Howard continues to try to use the fact that his father abandoned him and his mom in the house and that Mrs. W.’s gone to slow the roll of the renovations, but Bernie has also grown tired of his unwillingness to grow up, and he soon finds out just how frustrated she is. When her dad volunteers to help with the home improvements, he and Howard crawl under the house to check out some wall structures. While there, Mr. Rostenkowski points out the den could easily be remodeled into a nursery, making it a shame that Howard doesn’t want children.

That’s news to Howard, who shares that he very much wants to have kids with Bernie. His wife lied to her father about Howard not wanting children, and the reason is an eye-opener for the tight-pantsed one. Like Bernadette’s father, Howard also doesn’t help out in the running of the household, and Bernadette is concerned Howard also wouldn’t make a lot of effort in the raising of a child. Or, as Raj so buttinsky-ingly puts it, “Your father didn’t help out around the house, and Howard doesn’t help out either, so in a way, Howard’s not only like your father, but he’s also like the child you’re afraid to have.”

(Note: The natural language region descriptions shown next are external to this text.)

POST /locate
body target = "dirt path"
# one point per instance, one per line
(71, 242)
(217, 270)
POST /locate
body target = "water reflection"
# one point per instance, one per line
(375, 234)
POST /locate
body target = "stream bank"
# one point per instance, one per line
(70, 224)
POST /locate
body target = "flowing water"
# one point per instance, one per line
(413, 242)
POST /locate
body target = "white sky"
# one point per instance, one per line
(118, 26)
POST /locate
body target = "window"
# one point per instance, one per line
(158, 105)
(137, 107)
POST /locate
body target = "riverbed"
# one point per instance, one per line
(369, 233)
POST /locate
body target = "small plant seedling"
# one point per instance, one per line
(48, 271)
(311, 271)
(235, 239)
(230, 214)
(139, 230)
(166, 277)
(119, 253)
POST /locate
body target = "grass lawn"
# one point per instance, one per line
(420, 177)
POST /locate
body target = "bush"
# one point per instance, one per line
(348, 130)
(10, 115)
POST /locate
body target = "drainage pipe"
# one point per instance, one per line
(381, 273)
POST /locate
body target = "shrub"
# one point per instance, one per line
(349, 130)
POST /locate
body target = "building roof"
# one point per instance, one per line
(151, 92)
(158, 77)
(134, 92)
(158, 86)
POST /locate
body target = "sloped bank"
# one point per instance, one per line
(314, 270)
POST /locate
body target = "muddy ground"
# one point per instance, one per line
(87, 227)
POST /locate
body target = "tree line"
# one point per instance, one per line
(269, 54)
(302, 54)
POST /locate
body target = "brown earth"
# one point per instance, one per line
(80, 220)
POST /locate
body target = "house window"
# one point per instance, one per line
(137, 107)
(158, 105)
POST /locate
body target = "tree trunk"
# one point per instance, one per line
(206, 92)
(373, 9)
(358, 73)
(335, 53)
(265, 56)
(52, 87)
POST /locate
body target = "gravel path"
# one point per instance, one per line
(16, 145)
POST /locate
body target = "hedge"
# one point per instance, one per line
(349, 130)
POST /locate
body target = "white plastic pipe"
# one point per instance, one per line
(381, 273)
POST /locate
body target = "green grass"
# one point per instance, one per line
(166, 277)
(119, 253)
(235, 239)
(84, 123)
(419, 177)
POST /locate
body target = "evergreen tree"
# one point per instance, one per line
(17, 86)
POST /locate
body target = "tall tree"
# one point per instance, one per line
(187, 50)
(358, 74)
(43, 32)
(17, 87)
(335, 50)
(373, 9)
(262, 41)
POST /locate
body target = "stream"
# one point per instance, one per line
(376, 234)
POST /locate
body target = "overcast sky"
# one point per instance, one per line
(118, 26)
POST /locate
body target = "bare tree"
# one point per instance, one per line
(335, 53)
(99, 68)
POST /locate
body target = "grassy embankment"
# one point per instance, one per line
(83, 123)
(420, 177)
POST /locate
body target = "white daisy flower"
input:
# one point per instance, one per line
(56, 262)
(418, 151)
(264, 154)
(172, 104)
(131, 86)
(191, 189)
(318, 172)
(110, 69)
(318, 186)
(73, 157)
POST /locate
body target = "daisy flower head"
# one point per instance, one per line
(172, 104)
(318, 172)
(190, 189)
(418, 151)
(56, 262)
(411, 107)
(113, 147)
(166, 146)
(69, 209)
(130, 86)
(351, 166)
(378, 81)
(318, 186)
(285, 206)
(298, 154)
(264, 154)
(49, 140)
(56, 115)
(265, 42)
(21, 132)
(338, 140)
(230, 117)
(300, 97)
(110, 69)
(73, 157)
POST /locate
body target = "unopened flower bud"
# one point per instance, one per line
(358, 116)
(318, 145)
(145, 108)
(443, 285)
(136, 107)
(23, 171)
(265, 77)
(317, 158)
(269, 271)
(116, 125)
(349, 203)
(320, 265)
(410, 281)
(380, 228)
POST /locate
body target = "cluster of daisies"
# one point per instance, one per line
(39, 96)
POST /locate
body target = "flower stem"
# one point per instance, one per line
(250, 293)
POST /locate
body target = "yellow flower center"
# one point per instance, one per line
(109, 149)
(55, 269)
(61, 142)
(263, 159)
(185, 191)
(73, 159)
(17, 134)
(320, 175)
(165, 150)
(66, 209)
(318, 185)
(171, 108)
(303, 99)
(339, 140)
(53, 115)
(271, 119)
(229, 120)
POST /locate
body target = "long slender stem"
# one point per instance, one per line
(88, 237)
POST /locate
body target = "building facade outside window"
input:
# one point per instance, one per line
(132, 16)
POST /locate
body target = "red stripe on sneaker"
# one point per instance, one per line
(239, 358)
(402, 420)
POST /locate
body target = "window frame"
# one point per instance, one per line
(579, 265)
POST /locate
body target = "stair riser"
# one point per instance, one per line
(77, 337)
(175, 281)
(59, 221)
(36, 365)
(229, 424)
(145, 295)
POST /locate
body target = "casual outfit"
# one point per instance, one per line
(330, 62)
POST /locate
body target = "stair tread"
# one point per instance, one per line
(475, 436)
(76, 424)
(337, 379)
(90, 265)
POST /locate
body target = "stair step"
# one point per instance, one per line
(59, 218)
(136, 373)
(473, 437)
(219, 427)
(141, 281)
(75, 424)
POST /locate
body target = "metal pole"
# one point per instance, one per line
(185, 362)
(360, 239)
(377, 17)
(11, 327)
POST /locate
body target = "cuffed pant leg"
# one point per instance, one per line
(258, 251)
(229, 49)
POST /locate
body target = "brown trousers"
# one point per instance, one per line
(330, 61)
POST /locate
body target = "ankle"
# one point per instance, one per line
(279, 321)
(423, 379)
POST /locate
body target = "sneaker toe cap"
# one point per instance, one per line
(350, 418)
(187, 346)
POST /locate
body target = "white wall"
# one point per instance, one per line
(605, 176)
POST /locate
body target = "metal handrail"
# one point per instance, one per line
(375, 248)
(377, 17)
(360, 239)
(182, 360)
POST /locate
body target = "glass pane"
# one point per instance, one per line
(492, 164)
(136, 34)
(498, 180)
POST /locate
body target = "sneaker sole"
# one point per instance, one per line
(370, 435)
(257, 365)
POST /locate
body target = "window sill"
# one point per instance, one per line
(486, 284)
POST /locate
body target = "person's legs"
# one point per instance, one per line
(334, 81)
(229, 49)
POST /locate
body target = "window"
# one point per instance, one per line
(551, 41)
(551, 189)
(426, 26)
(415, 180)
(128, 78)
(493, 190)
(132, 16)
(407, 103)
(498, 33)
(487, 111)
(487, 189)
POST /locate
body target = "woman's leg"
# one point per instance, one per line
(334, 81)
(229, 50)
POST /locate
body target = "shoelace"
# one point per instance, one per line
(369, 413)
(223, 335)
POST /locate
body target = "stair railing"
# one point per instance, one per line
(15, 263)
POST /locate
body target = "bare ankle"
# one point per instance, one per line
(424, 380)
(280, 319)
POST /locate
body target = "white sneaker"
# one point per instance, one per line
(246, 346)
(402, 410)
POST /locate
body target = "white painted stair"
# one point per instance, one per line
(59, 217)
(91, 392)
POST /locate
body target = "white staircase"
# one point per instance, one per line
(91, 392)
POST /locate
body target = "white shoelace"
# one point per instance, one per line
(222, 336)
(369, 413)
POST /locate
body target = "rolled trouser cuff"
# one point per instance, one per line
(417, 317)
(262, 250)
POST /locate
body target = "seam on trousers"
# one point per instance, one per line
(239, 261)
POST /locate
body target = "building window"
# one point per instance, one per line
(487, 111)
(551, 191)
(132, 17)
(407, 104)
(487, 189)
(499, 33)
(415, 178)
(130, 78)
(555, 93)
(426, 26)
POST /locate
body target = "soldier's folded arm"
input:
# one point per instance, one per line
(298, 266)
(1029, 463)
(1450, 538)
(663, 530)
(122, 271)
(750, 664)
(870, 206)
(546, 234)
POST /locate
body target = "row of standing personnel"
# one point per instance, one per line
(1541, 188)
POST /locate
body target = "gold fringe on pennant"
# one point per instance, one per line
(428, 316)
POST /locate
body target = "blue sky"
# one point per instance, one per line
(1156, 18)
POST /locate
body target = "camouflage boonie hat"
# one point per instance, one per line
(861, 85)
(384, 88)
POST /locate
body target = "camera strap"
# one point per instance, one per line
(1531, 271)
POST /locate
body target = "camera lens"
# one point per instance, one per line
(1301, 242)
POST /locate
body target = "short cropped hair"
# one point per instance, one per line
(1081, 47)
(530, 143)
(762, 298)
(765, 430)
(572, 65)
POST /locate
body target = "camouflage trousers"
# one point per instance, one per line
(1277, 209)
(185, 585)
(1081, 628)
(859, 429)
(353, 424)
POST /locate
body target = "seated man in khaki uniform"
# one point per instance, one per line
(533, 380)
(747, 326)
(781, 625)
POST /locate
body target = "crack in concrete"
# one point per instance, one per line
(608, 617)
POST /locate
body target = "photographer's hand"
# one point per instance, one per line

Howard admits his slacker status at casa Wolowitz but assures his wife it’d be different with a child. When his own dad left, he says, he made a vow to always be there for his kids. Bernadette agrees to really consider having a baby, and not in the same way she considered his proposal to buy a motorcycle with a sidecar.

The rundown of the episode’s major events make it sound less funny than it was overall, but then again, any truly good TV comedy includes some more serious, heartfelt moments. And “The Spock Resonance” seems certain to bear out as a pivotal episode for at least four of the show’s characters.

THEOR-EMS:

  • You know the rule of Chekhov’s gun. So, though it may take a few more episodes, or maybe even the rest of the season, is there any way Penny and Leonard keep the knowledge of Sheldon’s engagement plans and his heartbreak about Amy a secret? And might their knowledge of Sheldon’s intentions even factor in the inevitable reconciliation of Shamy?
  • Sheldon’s excitement upon being introduced to Adam Nimoy: “It’s not every day I get to meet someone whose life’s journey began in my hero’s scrotum.”
  • Spock’s appeal to a young Sheldon: “The same thing that appeals to people everywhere: the dream of a cold, rational world entirely without human emotion.”
  • Also in Sheldon’s locked box from the wall safe: his passport, his will and his Wil, a 1/18th-scale Wil Wheaton action figure. In his will, he wills his Wil back to Wil.
    “Will Wil want it?” Leonard asks.
    “Wil won’t,” Wil answers.
  • Sheldon also installed a floor safe because he caught Penny eating his Pop-Tarts three years ago. “I knew I could smell ‘em,” she says upon learning of his toaster pastry treasures.
  • Howard’s assurance to his father-in-law that he wants children: “I’m climbing on top of [Bernadette] every chance I get!”
  • Sheldon, post-proposal abandonment No. 2, after watching a Star Trek video in which Spock talks about being totes logical: “Yeah, right! You can just shut your feelings off … there goes television, lying to us again. We let you raise our children, and this is the thanks we get.”
  • Leonard suggests to him that now it’s best to focus on the real people in his life instead of looking to TV characters for guidance. “Those are very wise words,” he tells his roommate. “They’d just be so much more comforting if they came out of television.” Preach, Sheldon.
  • Question: Since Adam Nimoy’s documentary will focus on the enduring love for and influence of his father and the Spock character — which is seen no more clearly and often than on The Big Bang Theory — will any of the footage of his appearance on TBBT be included in For the Love of Spock? Wouldn’t that be a delicious little slice of meta pop culture?